In his first address before the U.N. General Assembly, Pope Francis on Friday morning is expected to use his commanding moral stature to urge world leaders to combat enduring problems such as climate change, hunger and poverty.
The pope’s 8:30 a.m. speech is the first in a series of stops scheduled Friday, the emotional apex of which probably will be his visit three hours later to Ground Zero, the memorial in Lower Manhattan where nearly 3,000 people died in the Sept. 11, 2001, terrorist attacks.
After a late-afternoon tour of a Catholic elementary school in East Harlem and a motorcade past sprawling crowds in Central Park, Pope Francis is to preside at a 6 p.m. Mass before 19,000 worshipers at Madison Square Garden.
The pope’s address at the United Nations, occurring as the assembly celebrates its 70th anniversary, is an opportunity for him to deliver to a worldwide audience his expansive views on the environment and economic and social issues.
The pope’s address could influence the General Assembly as it prepares to approve a set of sustainable development goals that include ending world hunger and poverty and ensuring the availability of clean energy and water.
In his writings, the pope has urged world leaders to battle climate change, linking it to broader cultural practices that encourage wasteful behavior.
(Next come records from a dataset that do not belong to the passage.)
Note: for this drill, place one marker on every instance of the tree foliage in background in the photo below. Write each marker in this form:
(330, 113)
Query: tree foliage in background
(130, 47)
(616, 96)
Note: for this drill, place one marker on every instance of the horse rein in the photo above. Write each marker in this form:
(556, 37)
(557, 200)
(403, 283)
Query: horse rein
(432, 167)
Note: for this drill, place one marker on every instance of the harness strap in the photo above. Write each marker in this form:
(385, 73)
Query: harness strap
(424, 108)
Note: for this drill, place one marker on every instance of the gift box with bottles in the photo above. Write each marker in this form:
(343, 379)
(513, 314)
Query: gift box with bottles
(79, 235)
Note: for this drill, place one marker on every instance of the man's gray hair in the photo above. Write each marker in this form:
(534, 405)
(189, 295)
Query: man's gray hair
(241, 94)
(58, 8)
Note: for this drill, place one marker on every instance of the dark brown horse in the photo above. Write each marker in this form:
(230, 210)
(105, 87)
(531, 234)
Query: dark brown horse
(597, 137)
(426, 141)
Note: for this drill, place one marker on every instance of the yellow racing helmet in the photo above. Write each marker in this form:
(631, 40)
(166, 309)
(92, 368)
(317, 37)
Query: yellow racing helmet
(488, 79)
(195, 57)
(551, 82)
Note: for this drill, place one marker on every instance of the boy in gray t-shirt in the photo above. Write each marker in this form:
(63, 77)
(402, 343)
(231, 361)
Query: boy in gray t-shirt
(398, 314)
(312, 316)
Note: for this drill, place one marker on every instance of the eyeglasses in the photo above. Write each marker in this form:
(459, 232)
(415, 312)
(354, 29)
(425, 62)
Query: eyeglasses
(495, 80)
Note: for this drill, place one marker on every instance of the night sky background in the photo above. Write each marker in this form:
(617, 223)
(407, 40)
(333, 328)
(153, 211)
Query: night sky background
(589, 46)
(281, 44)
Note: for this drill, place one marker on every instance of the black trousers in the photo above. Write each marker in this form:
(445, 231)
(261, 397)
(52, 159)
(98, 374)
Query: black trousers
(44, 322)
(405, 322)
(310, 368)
Pope Francis also has written that global warming disproportionately hurts people in poor countries who are least capable of helping themselves.
“We may well be leaving to coming generations debris, desolation and filth,” the pope wrote in his encyclical on the environment, entitled “Laudato Si: On Care for Our Common Home.” “The pace of consumption, waste and enviornmental change has so stretched the planet’s capacity that our contemporary lifestyle, unsustainable as it is, can only precipitate catastrophes, such as those which even now periodically occur in different areas of the world.”
In his first trip to the United States, a five-day tour that includes Washington, New York and Philadelphia, jubilant crowds have showered the 78-year-old spiritual leader with adoration as he has traveled between stops, some of which have highlighted his commitment to the poor and dispossessed.
The figurehead for the world’s 1.2 billion Catholics, Pope Francis has addressed several complex issues during his trip, imploring congressional leaders at the U.S. Capitol on Thursday to set aside bitter partisan differences to achieve progress on immigration reform.
Earlier in the week, during a visit to the White House, the pope expressed support for President Obama’s campaign to tackle climate change.
When he visits the 9/11 memorial in lower Manhattan, the site where planes struck the World Trade Center 14 years ago, the pope is expected to meet with families of some of the victims who died in the attack.
The pope’s whirlwind day will conclude with the Mass at Madison Square Garden, the warmup for which will include performances by singers Harry Connick Jr., Jennifer Hudson and Gloria Estefan.
On Saturday morning, Pope Francis is to travel to Philadelphia, where his stops will include the Cathedral Basilica of Saints Peter and Paul in Center City, Independence Hall and a correctional facility.
The pope flies back to Rome on Sunday.